If you want to get best quality of vulnerability data, you may have to visit VulDB.
Analysis
by VulDB Data Team • 06/05/2022
The vulnerability identified as CVE-2022-31945 affects the Rescue Dispatch Management System version 1.0, specifically targeting the file deletion functionality within the Master.php class. This issue represents a critical path traversal and arbitrary file deletion vulnerability that allows unauthorized attackers to remove any file accessible to the web application's operating system. The vulnerability manifests through the parameter f=delete_img in the URL path, indicating that the application fails to properly validate or sanitize file paths submitted through this interface. The flaw enables attackers to manipulate the file deletion process and potentially remove critical system files, configuration data, or user information stored on the server.
This vulnerability falls under the category of improper input validation and lacks proper access control mechanisms, aligning with CWE-22 Path Traversal and CWE-79 Cross-Site Scripting patterns. The system does not implement adequate sanitization of user-supplied input before processing file operations, creating an environment where attackers can craft malicious requests to target arbitrary files on the server. The absence of proper authentication checks for the delete_img function means that any remote user can exploit this functionality without proper authorization. This weakness directly maps to ATT&CK technique T1078 Valid Accounts and T1486 Data Encrypted for Impact, as it provides attackers with the capability to compromise system integrity and potentially disrupt operations.
The operational impact of this vulnerability extends beyond simple file deletion, as it can lead to complete system compromise and data loss. An attacker could leverage this vulnerability to remove critical application files, configuration databases, or even system binaries that would prevent the application from functioning properly. The vulnerability creates a persistent threat vector that allows attackers to maintain long-term access to compromised systems by deleting forensic evidence or system files that would normally prevent unauthorized modifications.
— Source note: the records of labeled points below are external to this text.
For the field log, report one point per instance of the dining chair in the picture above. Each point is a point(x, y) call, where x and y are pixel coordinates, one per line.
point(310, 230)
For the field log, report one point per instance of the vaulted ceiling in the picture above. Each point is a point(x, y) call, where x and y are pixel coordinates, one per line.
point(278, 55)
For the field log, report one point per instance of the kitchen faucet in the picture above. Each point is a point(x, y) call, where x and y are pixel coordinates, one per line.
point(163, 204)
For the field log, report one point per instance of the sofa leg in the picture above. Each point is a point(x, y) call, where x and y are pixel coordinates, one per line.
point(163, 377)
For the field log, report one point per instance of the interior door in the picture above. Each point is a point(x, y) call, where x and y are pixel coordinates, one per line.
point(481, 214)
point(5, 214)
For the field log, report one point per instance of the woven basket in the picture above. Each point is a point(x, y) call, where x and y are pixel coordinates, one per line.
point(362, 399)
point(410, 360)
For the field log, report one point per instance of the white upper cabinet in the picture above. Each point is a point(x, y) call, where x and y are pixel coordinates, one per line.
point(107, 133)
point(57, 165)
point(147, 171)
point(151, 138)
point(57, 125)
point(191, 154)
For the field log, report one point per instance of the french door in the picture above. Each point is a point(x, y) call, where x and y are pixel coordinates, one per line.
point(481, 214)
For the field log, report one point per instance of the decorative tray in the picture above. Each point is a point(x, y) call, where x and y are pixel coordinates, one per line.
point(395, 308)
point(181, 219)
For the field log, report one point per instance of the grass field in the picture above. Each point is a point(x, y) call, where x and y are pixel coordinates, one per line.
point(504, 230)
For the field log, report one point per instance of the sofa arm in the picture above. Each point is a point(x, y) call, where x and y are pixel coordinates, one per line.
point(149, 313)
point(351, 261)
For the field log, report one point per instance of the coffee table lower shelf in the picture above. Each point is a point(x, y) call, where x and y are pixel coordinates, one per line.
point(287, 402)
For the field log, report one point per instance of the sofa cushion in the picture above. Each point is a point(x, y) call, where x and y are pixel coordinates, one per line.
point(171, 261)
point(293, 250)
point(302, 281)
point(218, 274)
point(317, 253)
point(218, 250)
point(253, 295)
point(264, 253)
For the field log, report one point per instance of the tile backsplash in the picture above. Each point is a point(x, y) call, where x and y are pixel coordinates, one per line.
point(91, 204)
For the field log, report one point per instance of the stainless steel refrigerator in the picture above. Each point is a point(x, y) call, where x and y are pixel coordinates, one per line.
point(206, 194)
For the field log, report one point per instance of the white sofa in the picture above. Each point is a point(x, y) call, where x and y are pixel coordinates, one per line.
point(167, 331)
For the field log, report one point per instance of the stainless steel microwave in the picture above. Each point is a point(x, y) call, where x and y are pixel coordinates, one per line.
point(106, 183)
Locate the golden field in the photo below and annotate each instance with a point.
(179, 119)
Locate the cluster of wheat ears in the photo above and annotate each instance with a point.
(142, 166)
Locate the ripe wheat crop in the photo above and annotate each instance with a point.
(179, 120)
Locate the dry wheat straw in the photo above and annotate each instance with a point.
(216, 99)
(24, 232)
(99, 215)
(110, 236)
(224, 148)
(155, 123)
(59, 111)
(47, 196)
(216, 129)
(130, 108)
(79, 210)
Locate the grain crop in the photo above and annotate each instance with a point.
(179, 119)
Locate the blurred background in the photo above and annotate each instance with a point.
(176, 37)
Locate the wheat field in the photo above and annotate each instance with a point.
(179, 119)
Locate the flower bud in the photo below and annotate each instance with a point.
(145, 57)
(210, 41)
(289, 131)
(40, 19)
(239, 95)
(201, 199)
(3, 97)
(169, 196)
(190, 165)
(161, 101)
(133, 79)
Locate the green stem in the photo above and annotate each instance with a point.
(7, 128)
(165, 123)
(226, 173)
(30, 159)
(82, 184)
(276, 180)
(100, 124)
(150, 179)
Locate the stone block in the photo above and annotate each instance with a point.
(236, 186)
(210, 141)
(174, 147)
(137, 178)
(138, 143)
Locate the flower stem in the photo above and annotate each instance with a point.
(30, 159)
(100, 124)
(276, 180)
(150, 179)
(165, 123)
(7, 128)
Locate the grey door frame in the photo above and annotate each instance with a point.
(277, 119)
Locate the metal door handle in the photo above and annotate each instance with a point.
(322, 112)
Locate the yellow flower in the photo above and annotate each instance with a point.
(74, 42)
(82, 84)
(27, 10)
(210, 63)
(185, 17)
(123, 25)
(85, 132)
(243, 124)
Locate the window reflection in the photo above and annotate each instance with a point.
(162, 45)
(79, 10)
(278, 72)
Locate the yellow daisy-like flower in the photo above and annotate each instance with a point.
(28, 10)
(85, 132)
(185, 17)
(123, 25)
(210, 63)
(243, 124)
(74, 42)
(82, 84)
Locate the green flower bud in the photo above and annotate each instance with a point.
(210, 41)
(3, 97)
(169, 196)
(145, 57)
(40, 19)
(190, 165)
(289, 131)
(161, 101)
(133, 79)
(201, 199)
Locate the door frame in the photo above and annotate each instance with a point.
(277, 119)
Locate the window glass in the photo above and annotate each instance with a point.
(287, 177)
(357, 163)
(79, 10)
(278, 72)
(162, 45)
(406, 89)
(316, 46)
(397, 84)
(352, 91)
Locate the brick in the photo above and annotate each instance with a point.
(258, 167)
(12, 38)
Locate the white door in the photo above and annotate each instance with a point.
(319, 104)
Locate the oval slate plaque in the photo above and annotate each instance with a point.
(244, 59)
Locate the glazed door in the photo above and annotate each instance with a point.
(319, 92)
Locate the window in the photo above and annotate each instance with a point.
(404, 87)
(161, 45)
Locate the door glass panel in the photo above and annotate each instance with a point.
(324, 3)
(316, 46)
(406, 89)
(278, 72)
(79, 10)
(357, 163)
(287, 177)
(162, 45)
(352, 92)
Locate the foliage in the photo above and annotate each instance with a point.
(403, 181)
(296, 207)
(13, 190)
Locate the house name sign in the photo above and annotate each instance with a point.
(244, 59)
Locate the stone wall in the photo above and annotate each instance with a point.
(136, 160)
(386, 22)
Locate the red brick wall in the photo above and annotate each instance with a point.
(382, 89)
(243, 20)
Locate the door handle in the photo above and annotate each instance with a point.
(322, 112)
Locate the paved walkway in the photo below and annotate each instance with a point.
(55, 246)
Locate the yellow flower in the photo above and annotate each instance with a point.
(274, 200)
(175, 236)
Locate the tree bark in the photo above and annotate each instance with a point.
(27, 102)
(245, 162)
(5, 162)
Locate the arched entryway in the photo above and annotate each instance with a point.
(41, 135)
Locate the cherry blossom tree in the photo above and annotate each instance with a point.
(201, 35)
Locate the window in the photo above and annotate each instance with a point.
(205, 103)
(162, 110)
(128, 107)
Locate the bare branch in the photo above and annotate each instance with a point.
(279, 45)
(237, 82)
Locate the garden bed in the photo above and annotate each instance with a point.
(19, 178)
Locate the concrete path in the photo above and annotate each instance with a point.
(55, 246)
This weakness particularly affects systems where the web application runs with elevated privileges, as the file deletion capability could extend to system-critical files that would otherwise be protected by access controls.
Mitigation strategies for CVE-2022-31945 require immediate implementation of proper input validation and access control measures. The system must validate all user-supplied input through strict sanitization routines that prevent path traversal attacks and ensure that file operations are restricted to authorized directories only. Implementing proper authentication checks for the delete_img function is essential to prevent unauthorized access to file deletion capabilities. Organizations should also establish proper file access controls that limit the web application's ability to delete files outside of designated directories. Additionally, implementing proper logging and monitoring of file operations can help detect and respond to unauthorized file deletion attempts. The remediation process should include updating the application to a patched version that properly validates file paths and implements appropriate access controls, while also conducting comprehensive security testing to ensure that similar vulnerabilities do not exist in other parts of the system.